It’s Leap Day, and while I wouldn’t say I’m jumping for joy, today’s events will be a springboard for the next phase of this journey. My treatments to kill the cancer cells began today, and, as one of the many people attending to me today said, “it is kind of anticlimactic, isn’t it.”

I was gone 6 1/2 hours, and in that time, I drove for 1 ½ hours and we waited in waiting rooms for 3 ½ hours. That leaves 1 hour for anything that involved a nurse or a needle, which involved taking blood for testing and giving me 2 shots and 1 tiny IV bag of medicine,. It was easier than my weekly infusions (the ones I’ve been getting for a year for my primary immunodeficiency). The toughest part was that the IV was particularly pinchy and I didn’t get to do the activities I had brought to keep myself occupied. (I know…Poor me. Next time I’ll get things done in my left arm).

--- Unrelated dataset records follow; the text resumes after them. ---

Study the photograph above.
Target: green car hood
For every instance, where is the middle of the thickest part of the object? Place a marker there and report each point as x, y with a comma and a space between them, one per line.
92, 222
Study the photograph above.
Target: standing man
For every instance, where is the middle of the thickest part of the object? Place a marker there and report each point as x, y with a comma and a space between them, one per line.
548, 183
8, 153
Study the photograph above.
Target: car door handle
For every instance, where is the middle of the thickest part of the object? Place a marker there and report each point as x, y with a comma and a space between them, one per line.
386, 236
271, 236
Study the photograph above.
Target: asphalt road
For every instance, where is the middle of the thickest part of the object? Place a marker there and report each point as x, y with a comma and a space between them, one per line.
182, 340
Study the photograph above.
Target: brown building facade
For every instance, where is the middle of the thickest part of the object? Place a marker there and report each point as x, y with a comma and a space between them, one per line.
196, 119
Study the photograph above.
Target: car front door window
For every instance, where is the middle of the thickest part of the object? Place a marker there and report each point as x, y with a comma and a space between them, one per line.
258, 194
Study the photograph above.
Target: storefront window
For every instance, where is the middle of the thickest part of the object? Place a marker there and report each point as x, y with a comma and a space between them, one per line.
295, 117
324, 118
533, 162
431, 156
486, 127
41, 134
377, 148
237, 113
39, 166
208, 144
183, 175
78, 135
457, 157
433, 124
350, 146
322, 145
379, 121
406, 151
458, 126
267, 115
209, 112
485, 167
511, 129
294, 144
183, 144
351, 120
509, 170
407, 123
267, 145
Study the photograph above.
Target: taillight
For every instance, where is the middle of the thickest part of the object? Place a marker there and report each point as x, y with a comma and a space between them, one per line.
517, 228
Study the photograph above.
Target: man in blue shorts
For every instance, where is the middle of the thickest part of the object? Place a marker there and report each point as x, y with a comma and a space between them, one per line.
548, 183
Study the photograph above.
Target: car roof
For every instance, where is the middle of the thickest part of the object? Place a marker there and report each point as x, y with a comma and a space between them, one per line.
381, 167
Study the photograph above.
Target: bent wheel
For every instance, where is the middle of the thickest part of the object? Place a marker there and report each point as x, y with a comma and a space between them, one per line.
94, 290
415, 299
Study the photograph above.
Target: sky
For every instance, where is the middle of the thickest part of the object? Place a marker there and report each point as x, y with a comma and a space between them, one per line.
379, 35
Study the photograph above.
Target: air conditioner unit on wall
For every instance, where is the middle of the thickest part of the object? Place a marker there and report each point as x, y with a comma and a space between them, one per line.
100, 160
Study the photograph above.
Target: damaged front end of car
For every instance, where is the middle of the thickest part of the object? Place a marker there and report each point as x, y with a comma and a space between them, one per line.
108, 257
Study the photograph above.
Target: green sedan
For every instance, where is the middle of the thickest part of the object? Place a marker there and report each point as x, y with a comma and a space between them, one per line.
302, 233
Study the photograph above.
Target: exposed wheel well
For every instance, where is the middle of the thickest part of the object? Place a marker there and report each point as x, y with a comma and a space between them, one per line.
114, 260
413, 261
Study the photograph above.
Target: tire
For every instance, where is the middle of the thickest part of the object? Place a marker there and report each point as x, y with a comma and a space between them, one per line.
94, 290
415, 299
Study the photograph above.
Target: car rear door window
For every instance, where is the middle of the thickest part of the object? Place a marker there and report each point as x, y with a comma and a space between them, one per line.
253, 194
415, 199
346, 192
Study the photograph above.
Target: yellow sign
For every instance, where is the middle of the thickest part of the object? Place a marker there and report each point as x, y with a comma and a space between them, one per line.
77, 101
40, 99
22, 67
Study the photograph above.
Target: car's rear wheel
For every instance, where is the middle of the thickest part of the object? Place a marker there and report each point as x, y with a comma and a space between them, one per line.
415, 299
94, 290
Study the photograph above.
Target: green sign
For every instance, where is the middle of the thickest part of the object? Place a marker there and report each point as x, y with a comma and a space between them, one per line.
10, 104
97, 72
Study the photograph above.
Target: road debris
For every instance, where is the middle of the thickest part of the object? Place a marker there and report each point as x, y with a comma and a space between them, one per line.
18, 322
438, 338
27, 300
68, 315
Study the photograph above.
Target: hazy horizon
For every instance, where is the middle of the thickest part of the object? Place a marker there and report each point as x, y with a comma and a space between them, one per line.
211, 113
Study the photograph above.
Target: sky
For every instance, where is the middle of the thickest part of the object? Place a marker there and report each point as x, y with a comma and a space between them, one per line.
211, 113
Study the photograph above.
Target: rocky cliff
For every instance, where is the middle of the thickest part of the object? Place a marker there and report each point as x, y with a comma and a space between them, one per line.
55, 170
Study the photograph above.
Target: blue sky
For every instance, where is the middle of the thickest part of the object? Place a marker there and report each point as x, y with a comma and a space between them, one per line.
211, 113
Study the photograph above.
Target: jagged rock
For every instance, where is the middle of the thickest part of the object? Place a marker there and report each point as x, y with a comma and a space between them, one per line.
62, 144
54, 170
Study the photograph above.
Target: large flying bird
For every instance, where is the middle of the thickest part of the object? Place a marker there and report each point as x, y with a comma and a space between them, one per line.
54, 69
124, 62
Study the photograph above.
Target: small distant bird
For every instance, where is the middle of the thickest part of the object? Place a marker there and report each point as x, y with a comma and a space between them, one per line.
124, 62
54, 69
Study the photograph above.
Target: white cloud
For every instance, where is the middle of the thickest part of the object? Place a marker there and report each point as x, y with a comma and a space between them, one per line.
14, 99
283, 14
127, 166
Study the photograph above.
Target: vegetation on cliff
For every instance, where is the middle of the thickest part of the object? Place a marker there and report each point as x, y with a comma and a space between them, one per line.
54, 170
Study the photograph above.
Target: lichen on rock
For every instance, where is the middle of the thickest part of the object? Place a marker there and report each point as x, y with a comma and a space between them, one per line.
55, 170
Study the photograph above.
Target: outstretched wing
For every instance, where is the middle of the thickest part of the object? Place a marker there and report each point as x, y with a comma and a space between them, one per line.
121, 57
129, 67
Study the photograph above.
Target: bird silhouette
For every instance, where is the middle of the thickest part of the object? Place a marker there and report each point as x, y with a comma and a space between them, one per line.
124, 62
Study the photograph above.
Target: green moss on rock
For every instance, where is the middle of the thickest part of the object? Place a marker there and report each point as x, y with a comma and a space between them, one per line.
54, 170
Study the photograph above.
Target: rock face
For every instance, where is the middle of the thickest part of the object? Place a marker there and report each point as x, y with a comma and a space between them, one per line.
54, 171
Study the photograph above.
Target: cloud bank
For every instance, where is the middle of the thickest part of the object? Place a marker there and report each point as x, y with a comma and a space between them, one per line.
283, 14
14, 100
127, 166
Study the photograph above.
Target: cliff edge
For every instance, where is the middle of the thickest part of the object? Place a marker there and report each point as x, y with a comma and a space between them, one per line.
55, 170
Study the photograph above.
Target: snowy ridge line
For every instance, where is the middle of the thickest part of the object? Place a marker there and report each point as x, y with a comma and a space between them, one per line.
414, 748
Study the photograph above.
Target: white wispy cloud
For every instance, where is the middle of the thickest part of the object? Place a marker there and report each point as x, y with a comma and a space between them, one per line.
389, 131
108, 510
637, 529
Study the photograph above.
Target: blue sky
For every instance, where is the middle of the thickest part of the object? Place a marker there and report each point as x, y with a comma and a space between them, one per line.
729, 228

If that’s the toughest part, I got off so easy! It was nothing hard or scary and not at all like you see in the movies or imagine (ie. hours hooked up to bags of medicine). My only side effect so far is body aches and skin sensitivity. But, I don’t have the pills called Revlimid yet. Insurance and the specialty pharmacy haven’t lined up yet. So I have yet to see what they’ll do to me. Hopefully they will come soon. I do this every week, except no IV in the future, and maybe less waiting. All in all, pretty easy compared to what I had braced myself for.